Trevor, Wednesday, 14 November 2001 01:00 (twenty-four years ago)

travels and journeys and attention to landscape thru which journey = BEST BIT of LoTR, and generally lousy in fantasy

the bits i really liked were the bits where the fantasy ran out of steam somewhat, eg there were FIVE wizards, grey, white, brown and 2 x blue, but the blues ones had no names and never appeared.

between ages 8-18 i read LoTR ten billion billion times and only ned or my dad can prolly catch me out on story details; it is full of GIANT THINGS WRONG WITH IT as litch because Tolkein = orthodox catholic afraid of middle of body etc etc. The langwidge stuff is nevah bettered, and a v.bad example to set NON-philologist fantasy-writers unprepared to spend forty yrs working on unused backstory (= ?seven? *indepedendent* langwidge systems)

He is good on visualised fear, of landscape or incident: he is also good on borderline-moral characters, eg somewhat-good- become-somewhat-bad. He = haha MASSIVELY useless on wimmin.

I always preferred the second book — very bleak and unclear and odd — to first (too much homeliness) and third (good bits but yes too much of it rushed).

mark s, Wednesday, 14 November 2001 01:00 (twenty-four years ago)

Fine fine, HAVE this discussion without me, you people, GRR GRR! I think I'll install an alarm in my room so that way I am woken up whenever this subject is invoked.

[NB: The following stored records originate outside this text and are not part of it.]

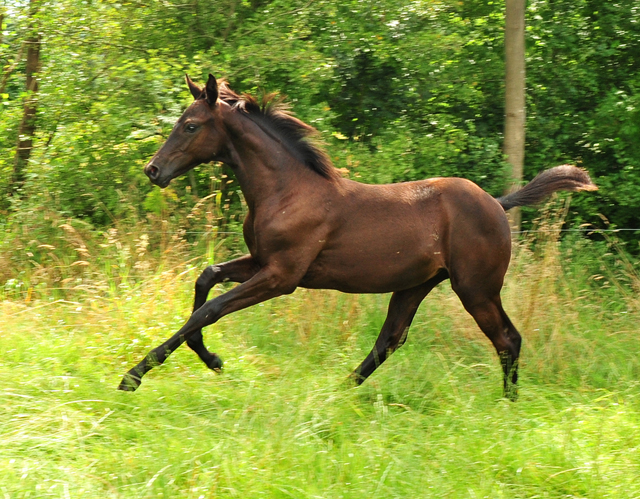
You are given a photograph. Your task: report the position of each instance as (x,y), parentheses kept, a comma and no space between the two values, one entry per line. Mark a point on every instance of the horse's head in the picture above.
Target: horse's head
(196,138)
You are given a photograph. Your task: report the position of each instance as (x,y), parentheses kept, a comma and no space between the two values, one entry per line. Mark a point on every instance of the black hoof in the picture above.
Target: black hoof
(129,383)
(354,379)
(215,363)
(511,393)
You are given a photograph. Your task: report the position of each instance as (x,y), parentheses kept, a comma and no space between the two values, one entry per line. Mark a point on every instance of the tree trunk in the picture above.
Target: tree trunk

Going over the full range/impact of LOTR on me is a bit like me going over exactly why I like Loveless -- words eventually/inevitably fail me. First read when twelve, I believe...*thinks*...yeah, that sounds about right, and have reread it every year since then. In that time I have changed from a sweet little Anglican to a crabby atheist, among other things, and yet the impact of the story remains clear and heartfelt.

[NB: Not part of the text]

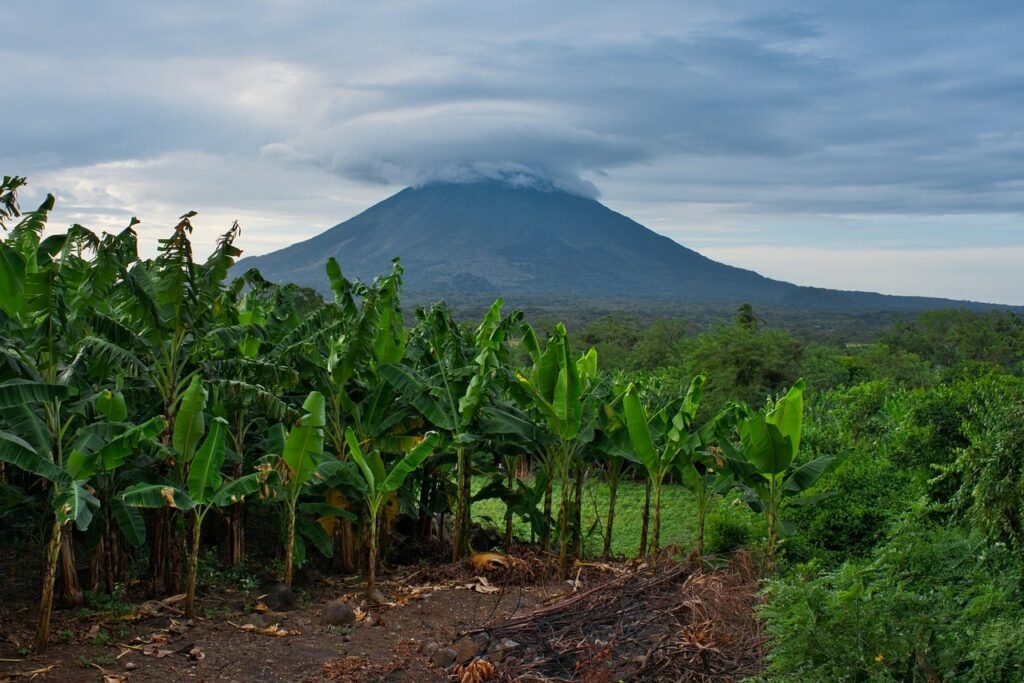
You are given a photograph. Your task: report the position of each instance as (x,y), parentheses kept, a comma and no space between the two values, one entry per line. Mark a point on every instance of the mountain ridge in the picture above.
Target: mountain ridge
(483,239)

I recently reread it to gear up for the movie, and also because I wanted one last vision of it all my own before the movie inevitably colors the experience, for better or worse. And what occurred to me -- especially after 9/11 -- is how brilliantly evocative Tolkien is, and Mark S hinted at this, about questions of morality. Dismissing him as simply a hidebound product of Victorianism misses many points. I am particularly thinking of the core exchange -- the one part of the book actually repeated via a flashback -- when Frodo wishes Gollum had been killed long before. It's partially a linguistic game -- Frodo thinks it's a 'pity' Gollum wasn't killed, Gandalf notes that it's 'pity' that kept him from being killed -- but then ratchets up more when Frodo boldly states Gollum deserves death. Gandalf's response, as best as I can recall it from memory -- this is certainly partial paraphrase:

"Deserves death? I daresay he does. Many live that deserve death, and many die that deserve life. Can you give it to them? Then do not be so quick to deal out death in the name of justice, for even the wise cannot see all ends."

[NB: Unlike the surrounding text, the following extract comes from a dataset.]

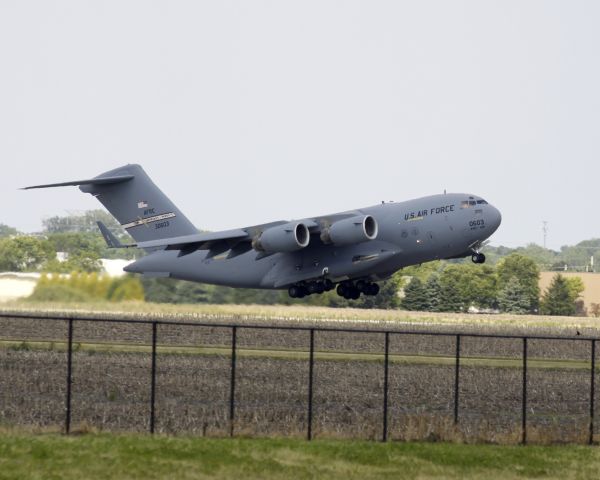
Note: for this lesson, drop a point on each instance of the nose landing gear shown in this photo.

After all the destruction from Sept. 11 onwards, what more needs/can be said, really?

It has to be said that one of the greatest thrills of my life is that a paper I cowrote was cited -- and I was specifically named -- in one of the manuscript collections Christopher Tolkien edited. And Trevor, I've read the _Hellconia_ books and I agree they're most imaginative and quite great -- but they and Tolkien can be equally enjoyed. :-)

Ned Raggett, Wednesday, 14 November 2001 01:00 (twenty-four years ago)

Unfortunately 'Time Bandits' is unbeatable.

DG, Wednesday, 14 November 2001 01:00 (twenty-four years ago)

It is a wonderful film, my first exposure to anything vaguely Python-related, actually...

Ned Raggett, Wednesday, 14 November 2001 01:00 (twenty-four years ago)

(erm on sexual morality btw i pronounce him dud-du-dudz, tho the queer tran-species buddylove of gimli and legoland = a nice try)

mark s, Wednesday, 14 November 2001 01:00 (twenty-four years ago)

Something that struck me earlier today - how much of your radical subjectivity, Ned, do you think arises from having as the two poles of your aesthetic life something routinely adored by critics and something routinely damned by them?

Tom, Wednesday, 14 November 2001 01:00 (twenty-four years ago)

I'd like to suggest that anyone with a passing interest in Doctor Who pick up Lawrence Miles' novels. They're phenomenal!

I'm halfway through _Fellowship..._ right now and am wishing that I was born in an earlier age so that I could easily get my NaNoWriMo novel published. (Of course, if I was born too early, I'd be too busy picking cotton to write, so I should stop bitching.)

Dan Perry, Wednesday, 14 November 2001 01:00 (twenty-four years ago)

how much of your radical subjectivity, Ned, do you think arises from having as the two poles of your aesthetic life something routinely adored by critics and something routinely damned by them?

Hmm, interesting question. *rubs chin, ponders* I don't think it's conscious, let's put it that way. As it is, most of what I've ever read about Loveless has been positive, so that might not be the best comparison point. If anything, I think my particular vision comes from the understanding -- and this is not something that was revealed overnight or in a flash, it just evolved, as it were -- that one can be a nice person and have radically different tastes to yourself, and that one can have comparable tastes to yourself and be a total asshole. That may be an oversimplification, but I think it captures more of what I see as the crux and source of my stance than anything else -- taste is not subject to standards of ethics, it is not by default 'right' or 'wrong,' it just is.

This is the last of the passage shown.